No dia seguinte os jornais da capital noticiaram o misterioso desaparecimento de Pedro Medeiros de Souza na Praia do Pina. Uma entrevista com o pai foi exibida no Bom Dia Pernambuco e nas duas edições do NETV.

— Tava jogando bola — Ele baixou a cabeça e respirou fundo — Ele sempre pedia para ir quando eu ia jogar... ele gostava muito... e nunca aconteceu nada...

— O senhor acredita que ele possa ter entrado na água? — Perguntou a repórter.

— Acredito que não. Eu sempre digo para ele não entrar, que tem tubarão, senhora.

— Ele não estava próximo de vocês?

— Ele gostava de ficar afastado, sabe? Mas nunca ia para muito longe, não, senhora. É que, jogando, sabe como é... quando dei por conta, meu filho já tinha sumido, senhora.

***

A polícia trabalhou com as principais hipóteses de rapto e afogamento. Buscas foram feitas por mar e terra. A única pessoa que aparentemente tinha visto algo foi uma moradora de rua que não quis se identificar. Ela afirmou ter visto uma criança e uma mulher de vestido branco caminhando pelas ondas, mar adentro. Tal depoimento foi evidentemente descartado.

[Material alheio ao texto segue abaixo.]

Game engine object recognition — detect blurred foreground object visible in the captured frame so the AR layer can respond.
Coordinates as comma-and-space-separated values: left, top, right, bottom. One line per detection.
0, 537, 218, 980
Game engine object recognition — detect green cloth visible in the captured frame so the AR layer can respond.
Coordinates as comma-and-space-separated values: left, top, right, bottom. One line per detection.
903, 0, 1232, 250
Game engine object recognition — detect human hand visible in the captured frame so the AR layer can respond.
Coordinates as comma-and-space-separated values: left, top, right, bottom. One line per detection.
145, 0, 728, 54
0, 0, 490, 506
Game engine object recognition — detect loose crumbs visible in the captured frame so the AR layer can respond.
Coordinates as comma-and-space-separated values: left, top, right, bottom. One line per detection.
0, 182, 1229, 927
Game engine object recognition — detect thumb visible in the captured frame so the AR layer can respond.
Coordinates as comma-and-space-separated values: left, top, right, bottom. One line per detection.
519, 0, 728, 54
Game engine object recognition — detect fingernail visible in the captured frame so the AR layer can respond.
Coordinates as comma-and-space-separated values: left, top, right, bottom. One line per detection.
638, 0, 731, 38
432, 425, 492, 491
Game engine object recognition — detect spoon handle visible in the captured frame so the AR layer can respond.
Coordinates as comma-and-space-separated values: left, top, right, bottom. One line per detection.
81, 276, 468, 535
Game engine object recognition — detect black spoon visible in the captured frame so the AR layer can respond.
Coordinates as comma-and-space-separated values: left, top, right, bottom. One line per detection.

O corpo de Pedro Medeiros de Souza foi encontrado por um pesqueiro em alto mar, nove dias após seu desaparecimento. Especialistas consideraram extremamente incomum o fato de ele ser encontrado ali, tão distante da praia. Uma vez que o normal era o mar devolver os corpos, após ficar com a vida dos afogados. Além disso, mesmo com tantos dias após o desaparecimento, o corpo estava em perfeito estado de conservação. Não havia sequer uma mordida de siri. Nenhum especialista foi capaz de explicar aquilo.

Porém, o que deixou todos, especialistas ou não, de cabelo em pé, foi o sorriso que Pedro trazia no rosto. Era como se sonhasse os mais belos delírios tropicais.